あの騎士はまだ俺に気づいていないようだ。
あれが目標だとすると……、お姫様はあの洞窟の中か?
俺は洞窟の中を覗こうと、目を凝らすと同時に無意識に短剣に手をかける。
「ウっ……」
やばい。化け物。
騎士から溢れ出る雨雲を覆いつくすような『何か』が見えた瞬間に、俺は姿を隠すのを止め、なりふり構わず来た道を全力で戻った。
あれは絶対に戦ってはいけない。
捕らえるのも無理だ。
とにかく報告しなければ。
「動くな」
俺の左手がイヤホンに触れると同時に、大きな手で腕を強く掴まれる。
俺はすかさず右手を短剣にかけるが、既に騎士は俺と十分に離れた位置に移動していた。
そして、その手には通信機が握られている。
逃げ道は塞がれたか……
俺は着ていたレインコートを素早く脱ぎ捨て、ゆっくりと足に体重をかけて状態を把握する。
騎士は少し考えている素振りをしながら通信機を地面に放り、カチャカチャと音を鳴らしながら踏みつけた。
これは後で怒られるな。
生きて帰れただけど……
「ふっ……」
俺は鼻笑いを飛ばすと同時に、黒騎士に背を向けて逃走を試みる。
しかし、走り出したと同時に身体が強い脱力感が襲われ、気づいた時には黒騎士の手が背後に迫っていた。
俺はその手を慣れた動きで避けると、戸惑った様子の黒騎士を横目に再び距離を取った。
なるほど……、やっぱりか。
あの黒騎士は<黒騎士>だ。
<一騎打ち>があるかぎり、何もなしでは俺はあの黒騎士から逃げられない。
相手は格上。
ノアよりも数段強い。
現状を把握しようとすればするほど、背筋が冷たくなり、膝から力が抜けていく。
身体に酸素が足りていないからか、息が段々と浅くなっていく。
なにを間違えて俺はここにいるんだ。
いつもの俺なら絶対にここにはいなかったはずだ。
完全に浮かれていた。
黒騎士は距離を取ったまま、じっとこちらを見ている。
幸運なことに、あっちは、まだこちらの実力を把握できていないようだ。
「はぁ……はぁ……はぁ……、クソッ」
俺は乱れる息をぐっと咬み殺し、黒騎士から目を逸らさずに短剣を鞘ごとホルスターからゆっくりと外し、身体の正面で刀身を抜くと、左手で短剣を右手で鞘を構える。
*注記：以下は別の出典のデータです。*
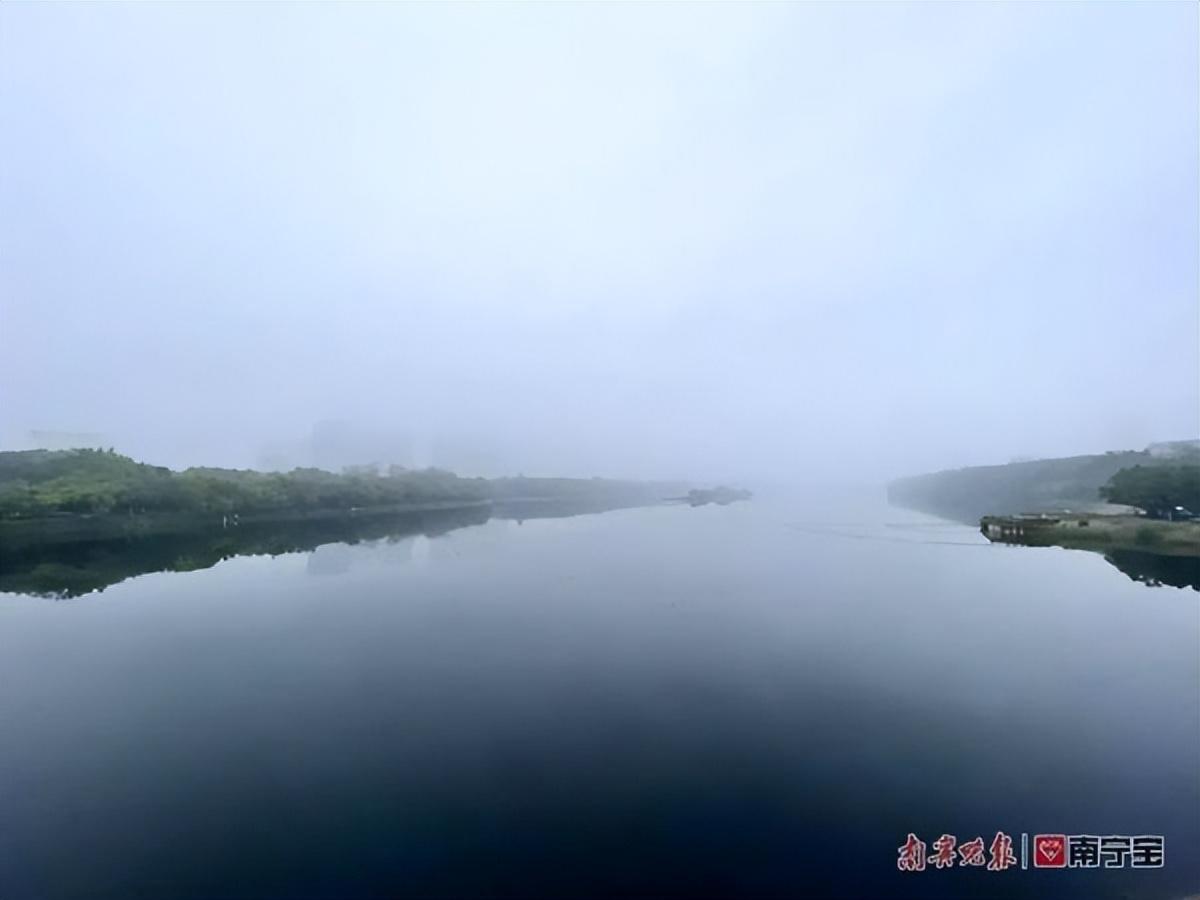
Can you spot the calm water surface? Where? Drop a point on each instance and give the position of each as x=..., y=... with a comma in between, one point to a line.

黒騎士は俺の気を察したのか、灰色に染まった何もない空中から、質素な飾りのついた卵型の大盾を発現させた。
だが俺の目に映る黒騎士の敵意は、まだ形を成していない。
「ふぅーーー……」
先程の数秒で俺の足は限界を迎えている。
まるで、千℃まで熱せられた太い錐が足の甲を貫通しているようだ。
もう一歩も動けないが、そういうわけにもいかない。
回避は最小限に。
一秒でも隙を作ってここから逃げる……
無理は承知だがとにかくやるしかない。
身体に触れる雨の冷たさが俺の頭をいつもより冷静にする。